Shuffling our way down the pedestrian Sampeng shopping lane we got a good look at so many things we didn’t need to buy.  Stalls of Hello Kitty paraphernalia, plastic by the ton, materials, buttons, wigs... all of it interesting. We were always amazed that the motorcycles and delivery men pushing trolleys, kept their patience with the mass of humanity that they needed to negotiate around.  This was a weekday and it was packed.  The guidebooks say don't go on the weekend when it is REALLY busy!

quiet times in Chinatown

chinatown

Tucked away there were local Chinese temples and lots of stalls with paper replicas of worldly goods to be burnt as offerings to the ancestors – paper Chanel Shoes, paper suits, iPhones and watches.

chinatown offerings

At the end of a long days walking and dealing with crowds we wandered past Wat Traimit. 

In 1955 during a renovation of a tin shack housing a Buddha statue a piece of plaster was knocked off the statue.  It was discovered that underneath was 5.5 tonnes of gold worth a mere 250 million dollars (give or take).  In 2010 a new temple building was constructed to showcase the treasure which they think had probably laid hidden for 200 years

wat traimit

Quietly tucked away off Soi Asoke and in the shadow of Terminal 21 mall is the Khamtieng House museum.  Although when we arrived there was a wedding ceremony happening in the front yard.  We were assaulted with noise pollution by way of not one, but two MCs bantering over a very loud speaker system while the guests blessed the happy couple.  Luckily this stopped half way through our visit and we could appreciate the calm and cool house museum, as it was intended.

Khanmtieng house

It is a traditional home from Chiang Mai relocated to the capital in which there are displays of normal 19th century life.  It exceeded expectations and we enjoyed it immensely.

Khanmtieng inside

Khanmtieng rice

As most people probably know by now…we like markets.  So we went to the biggest wet market in the city Khlong Toei, and wandered around and just enjoyed sights of daily life. 

khlong toei

Also in throwing distance from Terminal 21 is Benjakiti Park.  20.8 hectares of land which was converted from warehouses to a park, when the Tobacco Monopoly moved it’s operations to the city outskirts.  It is a quiet place and you can't hear the roar of the traffic.  There is a large central lake, bike paths and exercise stations, shady planted areas and lots of flowers.

Benjakiti Park

And 2 spots i forgot from the eating in Bangkok post

Cheap Charlies on Suk 11, which has apparently been there forever so we finally sat down for a drink there.     Meh, just a beer.  They do have a single unisex toilet with a sign posted saying no pooping allowed in the toilet


cheap chalries

And excellent specialist coffee in the Bangkok Arts and Cultural Centre (BACC) at Gallery Drip coffee on the ground floor.  With filter drip coffee, single origin coffee and art – it is a perfect spot to get your caffeine fix.

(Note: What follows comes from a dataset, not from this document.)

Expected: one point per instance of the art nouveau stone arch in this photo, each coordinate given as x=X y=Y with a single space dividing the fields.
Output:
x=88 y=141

Andrew was particularly taken with his sugar coming on the side as a shot glass of sugar syrup.

Gallery Drip Coffee
We started each day with a coffee in the Nana BTS station at D.Cup – consistently excellent coffee and a lovely personable barista, who had been Australian trained.  By the end of our trip he knew our orders.

1 comment:

  1. Loved the mayhem in Chinatown, always amazing to see how much traffic can actually fit down those tiny laneways! I shall check out these coffee options as previously have found it difficult to get the caffeine fix in Bangkok. Thanks!